Because the serialization API uses the old stream I/O methodology, it requires that blocking I/O be used to process the serialization/deserialization of objects. This causes a scalability issue (thread-per-connection) that cannot be completely solved with NIO. Two ways in which the problem may partially be solved:
1. Use (simulate) blocking I/O only during (de)serialization. There are several ways this can be done with similar results.
2. On the sending side, serialize objects to a local buffer first; use NIO to send the buffer (perhaps with a size header). On the receiving side, read the network data into a buffer, and once the buffer is filled, deserialize the buffer data.
The advantage to 1 is that it streams the buffer data; however, a server thread will be monopolized during the entire transmission of a serialized object.

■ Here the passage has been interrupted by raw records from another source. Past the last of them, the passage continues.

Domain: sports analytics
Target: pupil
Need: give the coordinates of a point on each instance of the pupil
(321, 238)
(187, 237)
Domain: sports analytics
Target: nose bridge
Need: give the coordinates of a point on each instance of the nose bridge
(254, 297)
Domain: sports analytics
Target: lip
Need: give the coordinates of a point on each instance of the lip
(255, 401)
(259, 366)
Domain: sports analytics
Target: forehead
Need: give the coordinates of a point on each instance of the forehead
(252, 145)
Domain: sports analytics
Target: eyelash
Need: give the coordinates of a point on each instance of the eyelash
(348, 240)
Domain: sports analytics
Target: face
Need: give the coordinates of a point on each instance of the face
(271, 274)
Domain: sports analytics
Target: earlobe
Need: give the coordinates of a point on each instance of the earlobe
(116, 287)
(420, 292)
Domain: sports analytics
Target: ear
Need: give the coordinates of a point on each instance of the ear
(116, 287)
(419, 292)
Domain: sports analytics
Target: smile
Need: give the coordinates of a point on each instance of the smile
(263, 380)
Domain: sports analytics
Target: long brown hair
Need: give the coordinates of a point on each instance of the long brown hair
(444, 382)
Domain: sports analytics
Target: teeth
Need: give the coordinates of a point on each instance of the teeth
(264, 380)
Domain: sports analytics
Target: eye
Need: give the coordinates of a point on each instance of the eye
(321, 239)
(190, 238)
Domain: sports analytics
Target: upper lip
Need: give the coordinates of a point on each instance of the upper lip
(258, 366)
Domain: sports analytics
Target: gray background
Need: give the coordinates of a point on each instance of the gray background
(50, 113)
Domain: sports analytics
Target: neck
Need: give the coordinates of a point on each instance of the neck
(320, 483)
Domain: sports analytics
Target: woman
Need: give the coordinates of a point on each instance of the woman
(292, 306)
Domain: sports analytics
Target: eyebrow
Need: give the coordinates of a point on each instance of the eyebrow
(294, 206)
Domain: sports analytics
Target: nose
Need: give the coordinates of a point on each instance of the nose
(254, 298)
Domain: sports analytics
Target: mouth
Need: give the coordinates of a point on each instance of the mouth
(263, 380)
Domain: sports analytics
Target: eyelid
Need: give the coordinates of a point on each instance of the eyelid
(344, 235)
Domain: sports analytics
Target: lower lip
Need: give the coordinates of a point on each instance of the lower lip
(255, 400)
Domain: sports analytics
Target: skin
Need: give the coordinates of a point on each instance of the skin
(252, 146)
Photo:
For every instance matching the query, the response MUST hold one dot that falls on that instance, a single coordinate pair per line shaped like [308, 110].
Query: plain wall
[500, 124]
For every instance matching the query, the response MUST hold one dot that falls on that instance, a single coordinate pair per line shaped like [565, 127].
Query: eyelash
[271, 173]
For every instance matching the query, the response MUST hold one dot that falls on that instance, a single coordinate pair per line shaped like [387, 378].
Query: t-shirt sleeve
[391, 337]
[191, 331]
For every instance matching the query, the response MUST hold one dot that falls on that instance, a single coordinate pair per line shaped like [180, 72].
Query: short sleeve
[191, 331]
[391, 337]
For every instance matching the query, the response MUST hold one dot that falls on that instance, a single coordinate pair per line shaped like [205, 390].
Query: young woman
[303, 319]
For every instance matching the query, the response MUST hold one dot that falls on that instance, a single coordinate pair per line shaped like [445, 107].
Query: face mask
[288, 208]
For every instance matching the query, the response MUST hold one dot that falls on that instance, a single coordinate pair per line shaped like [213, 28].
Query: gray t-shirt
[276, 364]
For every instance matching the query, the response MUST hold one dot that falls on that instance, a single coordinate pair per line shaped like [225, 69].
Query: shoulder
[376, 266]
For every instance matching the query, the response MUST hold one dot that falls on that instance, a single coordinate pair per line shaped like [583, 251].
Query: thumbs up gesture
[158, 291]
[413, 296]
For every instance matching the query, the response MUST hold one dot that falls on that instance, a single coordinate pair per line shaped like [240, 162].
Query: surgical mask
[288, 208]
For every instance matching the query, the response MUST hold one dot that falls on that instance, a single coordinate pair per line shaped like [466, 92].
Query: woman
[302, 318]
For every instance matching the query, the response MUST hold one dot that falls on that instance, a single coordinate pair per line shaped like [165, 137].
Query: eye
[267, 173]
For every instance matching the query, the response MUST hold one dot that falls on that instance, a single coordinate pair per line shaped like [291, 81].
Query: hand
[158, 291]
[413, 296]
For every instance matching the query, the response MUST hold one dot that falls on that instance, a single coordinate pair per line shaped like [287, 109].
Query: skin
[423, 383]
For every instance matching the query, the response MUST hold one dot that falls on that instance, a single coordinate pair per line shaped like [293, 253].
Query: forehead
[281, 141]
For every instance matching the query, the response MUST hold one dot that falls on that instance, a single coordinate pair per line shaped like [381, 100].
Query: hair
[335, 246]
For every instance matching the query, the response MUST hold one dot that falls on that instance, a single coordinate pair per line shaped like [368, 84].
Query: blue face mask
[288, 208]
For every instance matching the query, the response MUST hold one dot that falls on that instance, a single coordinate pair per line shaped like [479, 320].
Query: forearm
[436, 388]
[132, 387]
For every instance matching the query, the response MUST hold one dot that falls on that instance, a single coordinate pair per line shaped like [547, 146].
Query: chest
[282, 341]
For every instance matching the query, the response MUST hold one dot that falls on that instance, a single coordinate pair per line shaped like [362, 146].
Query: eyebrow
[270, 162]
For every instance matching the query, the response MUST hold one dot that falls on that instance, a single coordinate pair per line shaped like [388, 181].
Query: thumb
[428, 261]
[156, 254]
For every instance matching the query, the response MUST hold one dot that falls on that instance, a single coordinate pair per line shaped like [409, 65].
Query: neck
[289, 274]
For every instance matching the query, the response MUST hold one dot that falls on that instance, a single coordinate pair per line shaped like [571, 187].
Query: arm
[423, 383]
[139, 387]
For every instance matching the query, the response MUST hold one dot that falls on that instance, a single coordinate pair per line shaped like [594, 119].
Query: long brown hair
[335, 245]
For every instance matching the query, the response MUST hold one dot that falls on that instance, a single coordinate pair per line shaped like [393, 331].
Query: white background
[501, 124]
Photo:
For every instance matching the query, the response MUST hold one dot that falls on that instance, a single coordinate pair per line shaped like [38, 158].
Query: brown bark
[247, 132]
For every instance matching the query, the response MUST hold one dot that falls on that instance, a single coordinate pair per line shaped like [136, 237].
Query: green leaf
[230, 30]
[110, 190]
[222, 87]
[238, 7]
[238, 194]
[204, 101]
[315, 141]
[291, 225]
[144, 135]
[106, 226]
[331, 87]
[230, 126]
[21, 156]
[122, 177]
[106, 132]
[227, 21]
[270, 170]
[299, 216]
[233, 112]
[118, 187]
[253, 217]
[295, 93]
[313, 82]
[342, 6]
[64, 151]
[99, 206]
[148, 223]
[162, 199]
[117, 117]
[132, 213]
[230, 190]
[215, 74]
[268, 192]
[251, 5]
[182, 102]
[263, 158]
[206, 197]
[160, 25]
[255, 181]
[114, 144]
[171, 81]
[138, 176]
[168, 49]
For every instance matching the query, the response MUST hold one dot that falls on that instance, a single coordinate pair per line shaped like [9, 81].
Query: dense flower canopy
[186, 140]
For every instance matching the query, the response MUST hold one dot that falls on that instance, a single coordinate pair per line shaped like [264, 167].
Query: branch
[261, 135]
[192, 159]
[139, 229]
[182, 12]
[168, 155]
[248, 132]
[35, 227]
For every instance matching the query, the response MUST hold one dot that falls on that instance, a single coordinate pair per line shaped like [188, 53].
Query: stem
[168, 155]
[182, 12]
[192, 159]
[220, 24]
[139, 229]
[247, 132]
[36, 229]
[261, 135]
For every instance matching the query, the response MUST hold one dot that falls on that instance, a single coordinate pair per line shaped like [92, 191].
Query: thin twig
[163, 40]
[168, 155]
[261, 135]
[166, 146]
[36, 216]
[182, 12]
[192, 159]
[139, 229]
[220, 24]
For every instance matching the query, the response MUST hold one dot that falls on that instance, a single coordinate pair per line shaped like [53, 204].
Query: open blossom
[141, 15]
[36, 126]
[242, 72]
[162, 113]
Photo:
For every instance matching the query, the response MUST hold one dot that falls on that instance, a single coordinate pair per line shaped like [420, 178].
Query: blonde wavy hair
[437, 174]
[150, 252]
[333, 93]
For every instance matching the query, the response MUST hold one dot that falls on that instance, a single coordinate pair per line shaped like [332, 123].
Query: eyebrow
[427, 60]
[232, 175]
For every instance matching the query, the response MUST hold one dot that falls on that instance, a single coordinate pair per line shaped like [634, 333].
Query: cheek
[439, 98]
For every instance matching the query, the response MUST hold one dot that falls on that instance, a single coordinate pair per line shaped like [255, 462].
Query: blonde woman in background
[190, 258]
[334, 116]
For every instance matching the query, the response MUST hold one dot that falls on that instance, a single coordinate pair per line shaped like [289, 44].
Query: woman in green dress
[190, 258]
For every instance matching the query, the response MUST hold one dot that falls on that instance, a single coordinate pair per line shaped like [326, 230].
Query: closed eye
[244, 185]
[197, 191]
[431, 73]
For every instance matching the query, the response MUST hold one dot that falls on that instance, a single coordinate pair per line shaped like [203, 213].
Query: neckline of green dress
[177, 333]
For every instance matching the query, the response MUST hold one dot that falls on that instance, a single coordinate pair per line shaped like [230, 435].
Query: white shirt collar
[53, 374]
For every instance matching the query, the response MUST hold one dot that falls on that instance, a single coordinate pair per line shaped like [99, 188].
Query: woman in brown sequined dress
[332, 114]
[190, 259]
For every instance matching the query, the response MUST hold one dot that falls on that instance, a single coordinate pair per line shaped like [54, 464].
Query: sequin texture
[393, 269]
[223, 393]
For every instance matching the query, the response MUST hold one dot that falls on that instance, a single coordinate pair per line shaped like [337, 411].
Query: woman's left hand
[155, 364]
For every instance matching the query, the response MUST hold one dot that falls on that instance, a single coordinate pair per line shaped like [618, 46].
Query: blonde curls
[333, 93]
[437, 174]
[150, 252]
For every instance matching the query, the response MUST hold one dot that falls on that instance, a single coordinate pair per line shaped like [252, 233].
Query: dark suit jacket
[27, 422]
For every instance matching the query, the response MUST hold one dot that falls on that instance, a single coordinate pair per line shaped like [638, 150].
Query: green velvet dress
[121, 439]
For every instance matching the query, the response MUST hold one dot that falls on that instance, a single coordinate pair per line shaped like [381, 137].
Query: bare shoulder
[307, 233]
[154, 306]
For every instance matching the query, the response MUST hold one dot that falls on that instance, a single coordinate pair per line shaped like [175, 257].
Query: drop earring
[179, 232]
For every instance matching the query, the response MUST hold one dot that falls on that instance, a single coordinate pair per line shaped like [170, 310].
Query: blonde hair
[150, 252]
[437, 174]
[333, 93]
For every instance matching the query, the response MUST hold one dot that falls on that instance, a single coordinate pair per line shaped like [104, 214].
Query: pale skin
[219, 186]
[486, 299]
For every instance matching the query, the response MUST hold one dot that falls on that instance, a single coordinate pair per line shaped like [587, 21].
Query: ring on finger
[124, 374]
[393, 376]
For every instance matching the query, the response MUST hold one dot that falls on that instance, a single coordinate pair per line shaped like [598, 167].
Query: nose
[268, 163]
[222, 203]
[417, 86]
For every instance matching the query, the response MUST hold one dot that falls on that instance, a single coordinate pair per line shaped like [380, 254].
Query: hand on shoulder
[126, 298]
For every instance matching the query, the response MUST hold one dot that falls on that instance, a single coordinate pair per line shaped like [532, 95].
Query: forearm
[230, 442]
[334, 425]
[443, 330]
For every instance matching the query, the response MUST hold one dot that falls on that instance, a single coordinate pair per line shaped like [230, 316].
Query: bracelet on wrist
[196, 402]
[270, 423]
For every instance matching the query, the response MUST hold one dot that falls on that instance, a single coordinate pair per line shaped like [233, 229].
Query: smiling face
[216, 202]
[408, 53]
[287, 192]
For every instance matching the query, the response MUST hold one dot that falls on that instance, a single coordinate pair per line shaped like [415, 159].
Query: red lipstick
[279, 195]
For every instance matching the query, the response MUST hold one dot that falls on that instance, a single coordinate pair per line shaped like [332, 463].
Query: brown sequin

If the sending side is slow or intermittent, or if the data to transmit is large, a thread pool can be consumed indefinitely by a small number of clients. Blocking timeouts can mitigate (but not solve) this problem.
The second approach does not suffer from this problem. The serialization process can run from start to finish without blocking; the buffers can then be sent in a non-blocking fashion. The receiving side does not begin deserialization until the whole buffer is in memory, so it will not block either. However, memory overhead might become substantial for larger objects.
An ideal solution to this problem (from my perspective) would be to provide an NIO-compatible API. For serialization, the API would have the user push in an object, and then push in buffers repeatedly until the object is fully serialized:
public interface Serializer { void setObject(Object source); /** @return {@code true} when the object is serialized fully */ boolean fillBuffer(ByteBuffer target); }
For deserialization, the API would accept buffers, and allow the user to pull objects (accounting for the possibility of more than one object coming from a single buffer):
public interface Deserializer { boolean hasNext(); Object next(); void setBuffer(ByteBuffer input); }
This API would be used like this:
.... we just got a buffer .... deserializer.setBuffer(input); while (deserializer.hasNext()) { Object nextObj = deserializer.next(); .... do something with nextObj .... }
This API would allow for maximum scalability by lifting the blocking I/O requirement. A stream API can be implemented on top of this API; however the reverse is not true.
Is this type of API a possibility for JBoss Serialization? For extra credit, would it be possible to make an implementation that is wire-compatible with Java Serialization?